Method	ID	d < 5 km	5 < d < 50 km	50 < d < 100 km	100 < d < 250 km	250 < d < 500 km	500 < d < 750 km
NetGeo	P-03						1
GeoTrack	P-04			1	2		1
GeoCluster	P-04		1
GeoPing	P-04			1	5	2
CBG	P-07		1	3	6	2	2
TBG	P-10			1	1
GeoBuD	P-11			1	1
Octant	P-13		2		4	2
SG	P-18			1
GeoWeight	P-20		1
Geo-Rh	P-21				1
MLE	P-22				1
Naive Bayes	P-24				1
Spotter	P-25		1	1
Street GeoLoc	P-26	1
Dong et al.	P-31		1
Maziku et al.	P-34	1

Discussion

A direct comparison between measurement-based and database-driven approaches, or even just between measurement-based algorithms is tricky at best. A systematic comparison would require the availability of a reliable "ground truth" database of IP addresses at known geographic locations. This is difficult to find. However, in practice, the pool of potential test targets at known locations is limited: most recent published experiments select their ground truth from hosts in measurement infrastructures like PlanetLab in North America or Europe. So, even though hard to quantify, the ground truth in some published experiments probably is similar. In some papers the same ground truth is used to compare different algorithms (typically CBG is used as a benchmark, which explains the high number of entries for CBG in the above table), providing some insight in comparative performance. Obvious questions remain though. How representative are results based on a limited number of PlanetLab targets for the Internet as a whole? How much does the accuracy for a method vary from well-connected hosts (routers) to a heterogenous collection of end hosts? Looking at the above table, the median errors for CBG experiments vary from better than 50 km to more than 500 km (one order of magnitude) presumably reflecting a wide variation in experiment characteristics.
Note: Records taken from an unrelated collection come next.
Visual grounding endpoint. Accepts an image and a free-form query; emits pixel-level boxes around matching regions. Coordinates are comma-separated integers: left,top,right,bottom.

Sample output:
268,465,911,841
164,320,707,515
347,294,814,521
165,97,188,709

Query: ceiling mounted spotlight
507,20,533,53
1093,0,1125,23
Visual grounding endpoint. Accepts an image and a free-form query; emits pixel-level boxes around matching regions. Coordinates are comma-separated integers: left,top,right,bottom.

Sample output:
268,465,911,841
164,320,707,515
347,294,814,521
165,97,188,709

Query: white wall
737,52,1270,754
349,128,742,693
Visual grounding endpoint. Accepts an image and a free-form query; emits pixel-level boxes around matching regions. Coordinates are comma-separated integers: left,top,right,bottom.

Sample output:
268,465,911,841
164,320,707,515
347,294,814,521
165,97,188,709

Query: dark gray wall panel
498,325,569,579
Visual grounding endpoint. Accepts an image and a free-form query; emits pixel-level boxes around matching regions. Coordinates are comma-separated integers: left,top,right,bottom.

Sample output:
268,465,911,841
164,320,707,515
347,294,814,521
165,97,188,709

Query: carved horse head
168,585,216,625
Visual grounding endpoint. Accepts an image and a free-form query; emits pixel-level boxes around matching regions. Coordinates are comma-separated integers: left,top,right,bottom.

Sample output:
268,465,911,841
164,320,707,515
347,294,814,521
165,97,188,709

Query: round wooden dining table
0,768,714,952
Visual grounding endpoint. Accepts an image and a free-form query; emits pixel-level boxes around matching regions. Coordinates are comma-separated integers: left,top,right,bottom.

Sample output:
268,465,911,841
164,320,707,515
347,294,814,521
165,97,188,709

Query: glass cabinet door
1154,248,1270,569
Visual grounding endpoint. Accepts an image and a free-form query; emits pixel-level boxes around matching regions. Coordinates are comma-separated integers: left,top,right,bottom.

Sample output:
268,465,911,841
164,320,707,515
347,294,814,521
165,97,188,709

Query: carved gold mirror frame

In an average sense the performance of the best geolocation techniques can be quantified reasonably well: the best measurement-based methods have median errors of at most a few hundred km (well within country granularity), with the best results maybe approaching 50 km (city or zip level). Similarly database-driven techniques also appear to do quite well at the country level, but start running out of steam at the city level. Whether database-driven or measurement-based, all techniques suffer from what might be called an outlier syndrome. All techniques are plagued by outliers with location errors well exceeding 1000 km (or country level). It would seem that for any potential application of geolocation the key question to ask is whether being right most of the time is good enough. If the answer is yes, a secondary question is whether the average accuracy of a selected algorithm is satisfactory.